From The Art and Popular Culture Encyclopedia
A pardon is the forgiveness of a crime and the cancellation of the relevant penalty; it is usually granted by a head of state (such as a monarch or president) or by acts of a parliament or a religious authority. Clemency means the forgiveness of a crime or the cancellation (in whole or in part) of the penalty associated with it. It is a general concept that encompasses several related procedures: pardoning, commutation, remission and reprieves. Commutation or remission is the lessening of a penalty without forgiveness for the crime; the beneficiary is still considered guilty of the offense. A reprieve is the postponement of punishment, often with a view to a pardon or other review of the sentence (such as when the reprieving authority has no power to grant an immediate pardon).

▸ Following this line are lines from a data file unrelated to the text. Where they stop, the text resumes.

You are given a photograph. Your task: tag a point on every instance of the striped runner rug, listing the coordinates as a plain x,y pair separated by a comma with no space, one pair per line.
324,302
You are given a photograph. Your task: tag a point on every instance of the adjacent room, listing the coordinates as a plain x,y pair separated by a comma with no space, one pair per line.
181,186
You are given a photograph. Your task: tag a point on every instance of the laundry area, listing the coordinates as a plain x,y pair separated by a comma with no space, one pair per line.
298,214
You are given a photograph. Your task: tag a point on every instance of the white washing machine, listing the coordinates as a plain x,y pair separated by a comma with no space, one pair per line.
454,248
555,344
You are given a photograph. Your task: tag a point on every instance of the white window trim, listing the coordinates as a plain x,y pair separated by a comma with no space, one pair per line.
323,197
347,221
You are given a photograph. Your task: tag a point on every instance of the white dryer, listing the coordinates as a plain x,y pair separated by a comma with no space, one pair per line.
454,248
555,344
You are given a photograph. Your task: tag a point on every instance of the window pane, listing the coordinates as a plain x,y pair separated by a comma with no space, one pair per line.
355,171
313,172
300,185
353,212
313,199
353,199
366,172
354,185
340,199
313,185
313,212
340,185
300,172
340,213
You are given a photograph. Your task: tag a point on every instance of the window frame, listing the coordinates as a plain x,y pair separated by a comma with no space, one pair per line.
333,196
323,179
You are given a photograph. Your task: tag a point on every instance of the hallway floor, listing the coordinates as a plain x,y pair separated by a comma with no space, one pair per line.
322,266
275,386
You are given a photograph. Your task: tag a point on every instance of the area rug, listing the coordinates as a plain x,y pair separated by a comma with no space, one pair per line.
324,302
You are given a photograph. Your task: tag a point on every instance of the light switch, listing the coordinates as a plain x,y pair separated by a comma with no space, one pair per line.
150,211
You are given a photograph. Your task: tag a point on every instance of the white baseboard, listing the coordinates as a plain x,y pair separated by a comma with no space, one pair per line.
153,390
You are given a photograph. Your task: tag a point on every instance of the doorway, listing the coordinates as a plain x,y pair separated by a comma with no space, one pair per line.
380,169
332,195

Today, pardons are granted in many countries when individuals have demonstrated that they have fulfilled their debt to society, or are otherwise considered to be deserving. Pardons are sometimes offered to persons who are wrongfully convicted or claim they have been wrongfully convicted. Some believe accepting such a pardon implicitly constitutes an admission of guilt as a pardon does not set aside the conviction, so in some cases the offer is refused. Cases of wrongful conviction are nowadays more often dealt with by appeal than by pardon however, a pardon is sometimes offered when innocence is undisputed to avoid the costs of a retrial. Clemency plays a very important role when capital punishment is applied.